Eye-tracking is one way of shining some light on the inner workings, but another might be to build more coherence into deep learning systems from the get-go. One way of doing this is revisiting an old, unfashionable strand of artificial intelligence known as symbolic AI or Good Old-Fashioned Artificial Intelligence (GOFAI), says Murray Shanahan, a professor of cognitive robotics at Imperial College London (and also the scientific advisor on Ex Machina). This is based on the hypothesis that what goes on in the mind can be reduced to basic logic, where the world is defined by a complex dictionary of symbols. By combining these symbols — which represent actions, events, objects, etc. — you can basically synthesize thinking. (If creating an AI this way sounds like a monstrous, unthinkable task, just imagine trying it on computers that still run on magnetic tape.)

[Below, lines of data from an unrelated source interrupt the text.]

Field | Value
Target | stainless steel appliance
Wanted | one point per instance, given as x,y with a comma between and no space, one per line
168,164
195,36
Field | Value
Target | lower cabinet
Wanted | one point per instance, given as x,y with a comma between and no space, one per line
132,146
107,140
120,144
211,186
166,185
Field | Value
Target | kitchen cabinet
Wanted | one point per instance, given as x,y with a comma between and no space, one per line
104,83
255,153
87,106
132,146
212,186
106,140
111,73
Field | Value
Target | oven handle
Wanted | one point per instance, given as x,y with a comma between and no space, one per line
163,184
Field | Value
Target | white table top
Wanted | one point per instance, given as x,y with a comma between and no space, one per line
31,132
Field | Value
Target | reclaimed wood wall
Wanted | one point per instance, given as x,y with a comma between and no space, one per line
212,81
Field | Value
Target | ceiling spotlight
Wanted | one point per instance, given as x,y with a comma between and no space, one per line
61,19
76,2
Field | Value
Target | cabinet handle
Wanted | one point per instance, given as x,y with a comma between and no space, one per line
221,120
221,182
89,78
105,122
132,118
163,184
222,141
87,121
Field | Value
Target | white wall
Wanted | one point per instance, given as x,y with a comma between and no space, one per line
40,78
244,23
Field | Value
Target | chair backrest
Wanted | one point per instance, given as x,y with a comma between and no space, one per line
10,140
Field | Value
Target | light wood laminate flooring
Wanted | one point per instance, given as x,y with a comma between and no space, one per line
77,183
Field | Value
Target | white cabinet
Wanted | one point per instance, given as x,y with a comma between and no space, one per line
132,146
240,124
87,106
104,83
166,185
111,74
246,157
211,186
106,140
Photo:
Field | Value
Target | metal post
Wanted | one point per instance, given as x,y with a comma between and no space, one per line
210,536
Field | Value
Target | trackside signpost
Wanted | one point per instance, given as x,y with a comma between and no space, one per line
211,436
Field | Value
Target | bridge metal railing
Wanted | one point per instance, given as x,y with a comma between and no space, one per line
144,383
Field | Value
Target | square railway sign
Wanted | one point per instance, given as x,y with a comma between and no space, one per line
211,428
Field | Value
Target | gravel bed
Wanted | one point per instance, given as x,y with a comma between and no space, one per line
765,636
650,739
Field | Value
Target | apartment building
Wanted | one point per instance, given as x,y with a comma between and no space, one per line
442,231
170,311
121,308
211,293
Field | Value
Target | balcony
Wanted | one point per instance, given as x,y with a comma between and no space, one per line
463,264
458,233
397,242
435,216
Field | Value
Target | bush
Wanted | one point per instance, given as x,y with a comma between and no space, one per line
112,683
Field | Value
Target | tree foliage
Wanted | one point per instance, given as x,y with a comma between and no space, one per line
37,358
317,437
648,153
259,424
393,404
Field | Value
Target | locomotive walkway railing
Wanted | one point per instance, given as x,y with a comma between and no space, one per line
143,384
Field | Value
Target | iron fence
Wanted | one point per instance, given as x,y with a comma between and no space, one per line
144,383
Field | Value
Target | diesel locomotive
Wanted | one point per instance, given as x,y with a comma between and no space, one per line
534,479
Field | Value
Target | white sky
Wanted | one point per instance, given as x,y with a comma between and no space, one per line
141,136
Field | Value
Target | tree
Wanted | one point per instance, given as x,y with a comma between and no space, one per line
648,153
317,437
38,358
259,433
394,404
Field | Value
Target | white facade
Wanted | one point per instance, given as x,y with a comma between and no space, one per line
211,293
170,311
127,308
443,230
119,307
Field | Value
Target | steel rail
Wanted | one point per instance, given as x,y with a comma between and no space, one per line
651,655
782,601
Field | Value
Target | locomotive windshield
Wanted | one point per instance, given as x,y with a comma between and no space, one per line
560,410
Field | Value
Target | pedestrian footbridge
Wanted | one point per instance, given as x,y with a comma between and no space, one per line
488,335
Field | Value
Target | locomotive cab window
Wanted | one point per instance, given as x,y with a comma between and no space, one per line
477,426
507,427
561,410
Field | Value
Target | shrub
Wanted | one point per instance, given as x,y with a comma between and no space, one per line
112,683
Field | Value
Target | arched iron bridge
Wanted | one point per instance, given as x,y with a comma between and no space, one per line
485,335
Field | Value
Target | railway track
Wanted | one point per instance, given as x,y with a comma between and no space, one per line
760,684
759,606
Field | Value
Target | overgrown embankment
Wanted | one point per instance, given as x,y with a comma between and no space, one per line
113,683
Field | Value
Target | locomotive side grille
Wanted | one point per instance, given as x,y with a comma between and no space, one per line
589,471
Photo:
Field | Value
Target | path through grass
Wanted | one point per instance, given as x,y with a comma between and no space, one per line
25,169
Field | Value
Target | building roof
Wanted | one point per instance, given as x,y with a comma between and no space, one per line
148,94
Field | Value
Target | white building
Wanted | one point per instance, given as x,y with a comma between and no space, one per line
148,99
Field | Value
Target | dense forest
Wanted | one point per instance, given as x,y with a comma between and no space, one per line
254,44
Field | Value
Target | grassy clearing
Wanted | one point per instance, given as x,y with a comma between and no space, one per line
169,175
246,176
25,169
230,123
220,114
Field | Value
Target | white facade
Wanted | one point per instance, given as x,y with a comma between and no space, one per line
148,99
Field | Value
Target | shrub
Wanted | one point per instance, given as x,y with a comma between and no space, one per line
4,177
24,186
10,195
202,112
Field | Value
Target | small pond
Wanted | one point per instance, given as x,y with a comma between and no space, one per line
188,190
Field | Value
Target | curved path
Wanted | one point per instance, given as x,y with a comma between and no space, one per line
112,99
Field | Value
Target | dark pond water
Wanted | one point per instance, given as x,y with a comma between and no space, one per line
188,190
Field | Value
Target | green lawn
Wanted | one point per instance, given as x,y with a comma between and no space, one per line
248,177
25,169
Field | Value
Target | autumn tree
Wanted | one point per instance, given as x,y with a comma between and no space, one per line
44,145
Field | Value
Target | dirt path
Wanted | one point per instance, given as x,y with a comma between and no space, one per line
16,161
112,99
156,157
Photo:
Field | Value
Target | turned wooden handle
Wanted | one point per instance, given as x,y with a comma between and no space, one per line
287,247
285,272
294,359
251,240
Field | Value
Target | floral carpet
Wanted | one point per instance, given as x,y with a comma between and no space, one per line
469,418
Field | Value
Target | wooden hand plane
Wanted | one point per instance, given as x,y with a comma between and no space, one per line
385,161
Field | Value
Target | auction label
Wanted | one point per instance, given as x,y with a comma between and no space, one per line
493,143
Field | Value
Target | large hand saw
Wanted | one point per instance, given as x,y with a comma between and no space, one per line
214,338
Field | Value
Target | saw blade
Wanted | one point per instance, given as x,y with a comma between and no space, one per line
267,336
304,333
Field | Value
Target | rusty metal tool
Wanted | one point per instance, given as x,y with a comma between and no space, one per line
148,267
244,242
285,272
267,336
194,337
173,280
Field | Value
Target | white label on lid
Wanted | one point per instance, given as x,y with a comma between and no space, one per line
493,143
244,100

Shanahan’s proposal is that we take the symbolic descriptions of GOFAI and combine them with deep learning. These would provide the systems with a starting point for understanding the world, rather than just feeding them data and waiting for them to notice patterns. This, he says, might not only solve the transparency problem of AI, but also the problem of transfer learning outlined by Hadsell. “It’s all very well to say that Breakout is similar to Pong because they’ve both got paddles and balls, but human level cognition makes these types of connections on a much more dramatic scale,” says Shanahan. “Like the connection between the structure of the atom and the structure of the solar system.”
Shanahan and his team at Imperial are working on the new method (which they call deep symbolic reinforcement learning) and have published some small experiments. It’s still in its infancy, and finding out whether it will scale up to larger systems and different types of data will be telling. However, there’s every chance it could develop into something more. After all, deep learning itself was an unloved department of AI until researchers began to plug in the cheap data and abundant processing power made available in recent years. Maybe it’s time for another blast from AI’s past to try its skills in a new environment.